India, with its staggering population of nearly 1.4 billion people, is the second-most populous country globally. However, Indian languages, such as Hindi and Tamil, remain underrepresented on the web. Popular Natural Language Understanding (NLU) models often struggle with Indian languages, resulting in subpar user experiences for Indian web users. By harnessing the expertise of the Kaggle community and leveraging novel machine learning solutions, we can help Indian users fully utilize the web and overcome language barriers.

Problem: While predicting answers to questions is a common NLU task, it is less explored in Hindi and Tamil. Advancements in multilingual modeling require focused efforts to generate high-quality datasets and improve modeling techniques. Additionally, for languages with limited representation in public datasets, establishing trustworthy evaluations becomes challenging. This competition aims to address these gaps by providing a new question answering dataset called chaii-1. The dataset, covering Hindi and Tamil, was collected without translation and presents a realistic information-seeking task with questions crafted by expert native-speaking data annotators. Participants are encouraged to contribute additional datasets to drive future machine learning advancements for Indian languages.

Goal and Tasks:

In this competition, the objective is to predict answers to real questions based on Wikipedia articles. Participants will work with the chaii-1 dataset, a question answering dataset consisting of question-answer pairs in Hindi and Tamil. The dataset offers an opportunity to tackle information-seeking challenges without relying on translation. Participants will be provided with a baseline model and inference code to build upon.

Impact and Benefits:

Successful contributions to this competition will significantly enhance the performance of NLU models in Indian languages. The improved results have the potential to enhance the web experience for India’s vast population of nearly 1.4 billion people. Moreover, advancements in multilingual NLP achieved through this competition can extend beyond the languages specific to the competition.

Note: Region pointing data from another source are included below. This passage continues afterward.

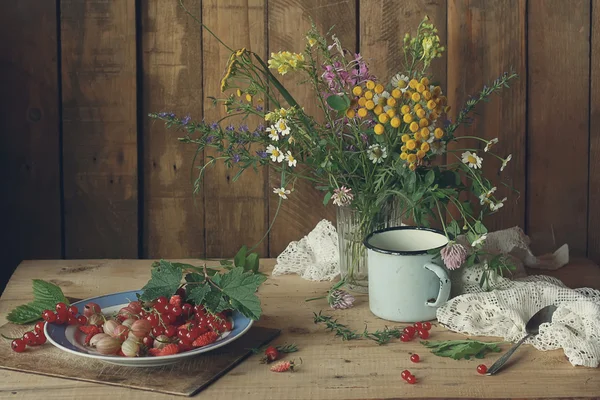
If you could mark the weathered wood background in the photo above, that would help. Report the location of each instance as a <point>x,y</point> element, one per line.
<point>87,175</point>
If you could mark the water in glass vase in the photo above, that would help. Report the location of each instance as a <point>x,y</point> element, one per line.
<point>352,229</point>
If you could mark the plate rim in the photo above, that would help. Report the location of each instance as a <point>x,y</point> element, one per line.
<point>144,360</point>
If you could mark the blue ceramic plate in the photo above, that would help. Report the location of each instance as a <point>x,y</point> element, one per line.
<point>70,339</point>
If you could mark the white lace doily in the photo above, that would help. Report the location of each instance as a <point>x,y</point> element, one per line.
<point>315,257</point>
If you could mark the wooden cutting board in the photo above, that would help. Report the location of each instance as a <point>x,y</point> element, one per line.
<point>185,378</point>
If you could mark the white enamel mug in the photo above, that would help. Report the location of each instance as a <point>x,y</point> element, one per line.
<point>404,284</point>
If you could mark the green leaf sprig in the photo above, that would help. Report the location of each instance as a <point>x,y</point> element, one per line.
<point>45,295</point>
<point>459,349</point>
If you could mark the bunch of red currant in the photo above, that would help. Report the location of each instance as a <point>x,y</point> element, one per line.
<point>420,329</point>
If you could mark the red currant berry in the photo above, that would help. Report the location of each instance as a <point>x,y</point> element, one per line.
<point>61,307</point>
<point>39,327</point>
<point>148,341</point>
<point>18,345</point>
<point>49,316</point>
<point>162,300</point>
<point>170,331</point>
<point>40,338</point>
<point>410,331</point>
<point>29,338</point>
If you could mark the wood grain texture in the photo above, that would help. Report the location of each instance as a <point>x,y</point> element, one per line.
<point>593,212</point>
<point>29,142</point>
<point>331,368</point>
<point>557,182</point>
<point>236,212</point>
<point>486,39</point>
<point>99,128</point>
<point>288,22</point>
<point>173,222</point>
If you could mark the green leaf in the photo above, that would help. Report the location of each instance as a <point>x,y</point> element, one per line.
<point>338,103</point>
<point>252,263</point>
<point>198,293</point>
<point>240,258</point>
<point>165,281</point>
<point>241,288</point>
<point>45,295</point>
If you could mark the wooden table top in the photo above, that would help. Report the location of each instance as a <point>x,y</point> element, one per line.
<point>331,368</point>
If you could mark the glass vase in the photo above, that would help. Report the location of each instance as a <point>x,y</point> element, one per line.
<point>352,228</point>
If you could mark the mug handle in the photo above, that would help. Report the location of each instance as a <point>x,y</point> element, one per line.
<point>444,293</point>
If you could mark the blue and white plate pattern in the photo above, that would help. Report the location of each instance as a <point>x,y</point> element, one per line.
<point>70,339</point>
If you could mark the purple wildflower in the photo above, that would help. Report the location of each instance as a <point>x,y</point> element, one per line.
<point>454,255</point>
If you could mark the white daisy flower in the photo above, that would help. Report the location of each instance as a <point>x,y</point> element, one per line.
<point>489,144</point>
<point>282,127</point>
<point>485,197</point>
<point>377,153</point>
<point>479,240</point>
<point>281,192</point>
<point>498,205</point>
<point>471,159</point>
<point>272,132</point>
<point>276,154</point>
<point>504,162</point>
<point>396,82</point>
<point>290,159</point>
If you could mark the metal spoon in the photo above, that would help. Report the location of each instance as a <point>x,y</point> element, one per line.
<point>532,328</point>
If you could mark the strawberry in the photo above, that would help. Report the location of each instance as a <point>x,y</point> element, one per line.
<point>169,350</point>
<point>283,366</point>
<point>175,300</point>
<point>87,329</point>
<point>205,339</point>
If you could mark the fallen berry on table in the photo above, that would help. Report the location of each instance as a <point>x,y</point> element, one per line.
<point>18,345</point>
<point>283,366</point>
<point>205,339</point>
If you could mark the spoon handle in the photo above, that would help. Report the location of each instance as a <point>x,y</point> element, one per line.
<point>502,360</point>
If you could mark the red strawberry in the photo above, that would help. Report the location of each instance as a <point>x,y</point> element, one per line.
<point>169,350</point>
<point>175,300</point>
<point>87,329</point>
<point>283,366</point>
<point>205,339</point>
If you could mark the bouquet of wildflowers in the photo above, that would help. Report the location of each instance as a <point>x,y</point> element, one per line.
<point>373,140</point>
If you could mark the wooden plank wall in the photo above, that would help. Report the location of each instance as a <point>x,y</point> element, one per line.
<point>88,175</point>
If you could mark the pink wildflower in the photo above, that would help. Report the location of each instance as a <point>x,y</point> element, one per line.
<point>454,255</point>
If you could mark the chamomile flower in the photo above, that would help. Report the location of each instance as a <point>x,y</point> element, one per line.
<point>282,127</point>
<point>290,159</point>
<point>505,161</point>
<point>485,197</point>
<point>498,205</point>
<point>272,132</point>
<point>276,154</point>
<point>489,144</point>
<point>377,153</point>
<point>479,240</point>
<point>471,159</point>
<point>282,192</point>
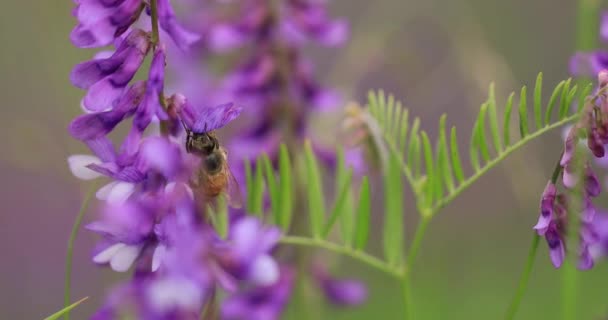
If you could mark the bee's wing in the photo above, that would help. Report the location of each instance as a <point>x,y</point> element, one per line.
<point>233,190</point>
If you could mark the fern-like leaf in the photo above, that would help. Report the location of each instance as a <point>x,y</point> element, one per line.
<point>435,186</point>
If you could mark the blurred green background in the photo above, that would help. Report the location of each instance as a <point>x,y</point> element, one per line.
<point>437,56</point>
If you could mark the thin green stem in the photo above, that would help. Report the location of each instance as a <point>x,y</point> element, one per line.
<point>411,258</point>
<point>524,280</point>
<point>492,163</point>
<point>355,254</point>
<point>70,251</point>
<point>587,24</point>
<point>154,18</point>
<point>569,290</point>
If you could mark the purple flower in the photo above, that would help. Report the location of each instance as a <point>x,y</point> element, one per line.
<point>151,106</point>
<point>546,208</point>
<point>248,256</point>
<point>105,79</point>
<point>203,119</point>
<point>101,21</point>
<point>309,20</point>
<point>260,303</point>
<point>343,292</point>
<point>96,125</point>
<point>182,37</point>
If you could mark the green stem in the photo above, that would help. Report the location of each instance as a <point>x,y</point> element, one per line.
<point>587,24</point>
<point>355,254</point>
<point>154,18</point>
<point>523,281</point>
<point>411,258</point>
<point>70,251</point>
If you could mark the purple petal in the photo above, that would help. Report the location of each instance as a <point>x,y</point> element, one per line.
<point>103,93</point>
<point>99,24</point>
<point>102,147</point>
<point>95,125</point>
<point>226,37</point>
<point>604,26</point>
<point>345,292</point>
<point>585,261</point>
<point>595,144</point>
<point>557,251</point>
<point>569,177</point>
<point>201,120</point>
<point>592,184</point>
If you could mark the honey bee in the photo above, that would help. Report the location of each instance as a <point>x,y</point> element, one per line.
<point>213,177</point>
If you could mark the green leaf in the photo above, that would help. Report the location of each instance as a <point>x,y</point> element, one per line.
<point>65,311</point>
<point>70,250</point>
<point>494,120</point>
<point>570,99</point>
<point>347,218</point>
<point>429,167</point>
<point>523,112</point>
<point>273,190</point>
<point>456,164</point>
<point>481,135</point>
<point>396,123</point>
<point>338,208</point>
<point>563,106</point>
<point>363,215</point>
<point>221,217</point>
<point>316,201</point>
<point>587,88</point>
<point>413,156</point>
<point>286,189</point>
<point>404,126</point>
<point>552,100</point>
<point>257,191</point>
<point>390,120</point>
<point>393,216</point>
<point>249,185</point>
<point>443,155</point>
<point>538,94</point>
<point>506,126</point>
<point>473,149</point>
<point>382,108</point>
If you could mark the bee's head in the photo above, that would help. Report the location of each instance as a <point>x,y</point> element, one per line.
<point>201,143</point>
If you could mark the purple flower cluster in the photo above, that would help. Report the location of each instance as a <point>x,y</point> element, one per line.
<point>589,64</point>
<point>556,206</point>
<point>152,221</point>
<point>273,78</point>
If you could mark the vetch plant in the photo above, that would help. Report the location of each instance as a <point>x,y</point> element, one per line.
<point>170,213</point>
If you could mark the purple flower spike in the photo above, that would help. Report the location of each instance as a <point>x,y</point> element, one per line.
<point>205,119</point>
<point>151,105</point>
<point>182,37</point>
<point>106,78</point>
<point>260,303</point>
<point>342,292</point>
<point>345,292</point>
<point>96,125</point>
<point>100,21</point>
<point>592,184</point>
<point>546,208</point>
<point>557,250</point>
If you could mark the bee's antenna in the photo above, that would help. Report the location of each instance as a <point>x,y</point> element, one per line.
<point>188,131</point>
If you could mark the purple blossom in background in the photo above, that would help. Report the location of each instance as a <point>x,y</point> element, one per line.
<point>589,64</point>
<point>274,80</point>
<point>342,292</point>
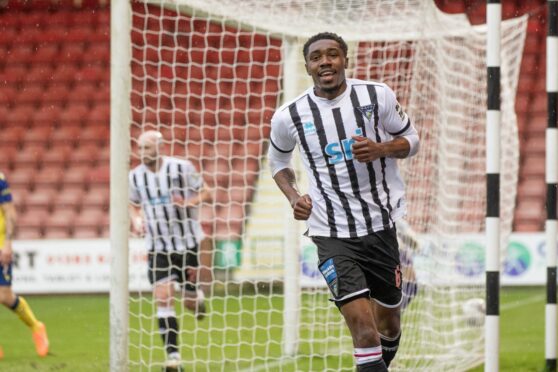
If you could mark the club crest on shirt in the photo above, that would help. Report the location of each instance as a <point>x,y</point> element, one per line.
<point>400,111</point>
<point>309,128</point>
<point>367,111</point>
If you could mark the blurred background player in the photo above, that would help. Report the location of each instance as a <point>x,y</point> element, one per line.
<point>13,302</point>
<point>165,195</point>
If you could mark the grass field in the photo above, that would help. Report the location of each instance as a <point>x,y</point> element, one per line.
<point>78,328</point>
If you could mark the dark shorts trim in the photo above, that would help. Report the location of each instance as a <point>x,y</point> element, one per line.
<point>6,275</point>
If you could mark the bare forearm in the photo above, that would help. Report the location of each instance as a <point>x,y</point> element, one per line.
<point>286,181</point>
<point>398,148</point>
<point>10,214</point>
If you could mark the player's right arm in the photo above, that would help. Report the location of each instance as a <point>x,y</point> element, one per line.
<point>134,209</point>
<point>10,215</point>
<point>280,153</point>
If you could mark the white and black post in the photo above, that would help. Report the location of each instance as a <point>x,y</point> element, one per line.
<point>493,117</point>
<point>551,172</point>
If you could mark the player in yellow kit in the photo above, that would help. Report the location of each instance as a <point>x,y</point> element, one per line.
<point>7,297</point>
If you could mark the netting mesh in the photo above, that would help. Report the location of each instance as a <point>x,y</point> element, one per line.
<point>210,74</point>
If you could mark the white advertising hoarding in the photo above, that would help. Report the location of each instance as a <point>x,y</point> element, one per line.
<point>83,266</point>
<point>72,266</point>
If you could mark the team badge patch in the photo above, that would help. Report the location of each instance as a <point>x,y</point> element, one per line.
<point>400,111</point>
<point>309,128</point>
<point>367,111</point>
<point>330,275</point>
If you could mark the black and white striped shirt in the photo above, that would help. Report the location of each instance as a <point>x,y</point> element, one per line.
<point>169,227</point>
<point>349,198</point>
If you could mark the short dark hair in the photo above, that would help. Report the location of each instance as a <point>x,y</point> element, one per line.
<point>326,36</point>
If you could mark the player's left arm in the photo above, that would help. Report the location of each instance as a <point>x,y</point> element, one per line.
<point>196,187</point>
<point>396,122</point>
<point>10,216</point>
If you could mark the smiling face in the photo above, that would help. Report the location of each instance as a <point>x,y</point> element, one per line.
<point>326,63</point>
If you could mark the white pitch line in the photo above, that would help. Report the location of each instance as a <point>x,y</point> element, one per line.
<point>281,362</point>
<point>266,366</point>
<point>528,300</point>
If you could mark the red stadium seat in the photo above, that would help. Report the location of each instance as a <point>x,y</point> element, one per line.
<point>86,232</point>
<point>69,198</point>
<point>7,95</point>
<point>535,146</point>
<point>45,54</point>
<point>60,219</point>
<point>530,212</point>
<point>532,189</point>
<point>75,176</point>
<point>38,135</point>
<point>20,54</point>
<point>64,74</point>
<point>30,224</point>
<point>24,232</point>
<point>522,103</point>
<point>74,115</point>
<point>99,175</point>
<point>12,135</point>
<point>85,155</point>
<point>30,95</point>
<point>46,116</point>
<point>83,92</point>
<point>40,200</point>
<point>49,177</point>
<point>539,105</point>
<point>93,74</point>
<point>71,53</point>
<point>29,157</point>
<point>22,178</point>
<point>8,153</point>
<point>95,135</point>
<point>21,115</point>
<point>57,155</point>
<point>97,53</point>
<point>88,219</point>
<point>533,167</point>
<point>13,74</point>
<point>96,199</point>
<point>57,233</point>
<point>67,136</point>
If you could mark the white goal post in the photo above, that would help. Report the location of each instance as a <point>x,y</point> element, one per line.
<point>209,74</point>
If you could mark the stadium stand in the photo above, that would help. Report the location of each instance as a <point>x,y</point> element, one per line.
<point>54,114</point>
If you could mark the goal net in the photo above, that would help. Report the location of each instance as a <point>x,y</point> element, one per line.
<point>209,74</point>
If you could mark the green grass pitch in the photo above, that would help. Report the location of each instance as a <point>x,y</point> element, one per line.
<point>78,328</point>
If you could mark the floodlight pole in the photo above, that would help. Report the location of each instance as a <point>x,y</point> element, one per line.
<point>493,120</point>
<point>120,85</point>
<point>551,172</point>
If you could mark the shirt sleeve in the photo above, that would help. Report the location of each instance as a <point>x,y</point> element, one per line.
<point>281,146</point>
<point>193,179</point>
<point>395,120</point>
<point>5,193</point>
<point>280,137</point>
<point>397,123</point>
<point>133,193</point>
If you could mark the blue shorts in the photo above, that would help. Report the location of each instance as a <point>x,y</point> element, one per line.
<point>6,275</point>
<point>360,267</point>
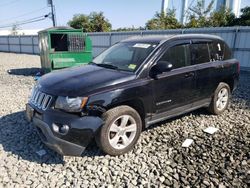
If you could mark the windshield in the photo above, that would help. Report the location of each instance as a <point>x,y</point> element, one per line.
<point>127,56</point>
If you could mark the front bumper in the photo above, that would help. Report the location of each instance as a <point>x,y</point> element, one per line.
<point>80,133</point>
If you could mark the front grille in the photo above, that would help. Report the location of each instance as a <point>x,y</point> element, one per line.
<point>40,99</point>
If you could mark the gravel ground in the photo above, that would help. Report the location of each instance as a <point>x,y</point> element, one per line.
<point>219,160</point>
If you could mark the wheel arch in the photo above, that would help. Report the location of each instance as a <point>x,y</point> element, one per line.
<point>136,104</point>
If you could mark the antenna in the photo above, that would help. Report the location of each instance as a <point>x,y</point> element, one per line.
<point>50,4</point>
<point>164,6</point>
<point>183,11</point>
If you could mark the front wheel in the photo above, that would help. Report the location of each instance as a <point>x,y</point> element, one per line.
<point>120,131</point>
<point>220,100</point>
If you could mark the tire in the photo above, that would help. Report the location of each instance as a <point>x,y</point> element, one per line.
<point>220,99</point>
<point>114,137</point>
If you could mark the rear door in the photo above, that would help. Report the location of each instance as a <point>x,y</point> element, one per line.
<point>206,55</point>
<point>175,88</point>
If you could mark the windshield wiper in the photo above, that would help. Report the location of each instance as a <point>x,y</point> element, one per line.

By participating, you not only contribute to the development of question answering capabilities in Hindi and Tamil, but you also contribute to the broader field of multilingual NLP.

Achievements:

In the “chaii - Hindi and Tamil Question Answering” competition hosted by Google India on Kaggle, I secured the 79th position globally, placing in the top 9% of participants worldwide. My approach involved training a “xlm roberta large-squad2” model using the provided dataset, enabling accurate answers to questions given any context in Tamil.

Through this competition, we strive to bridge the gap in NLU models for Indian languages, foster linguistic inclusivity, and enhance the accessibility of information for millions of Indian users.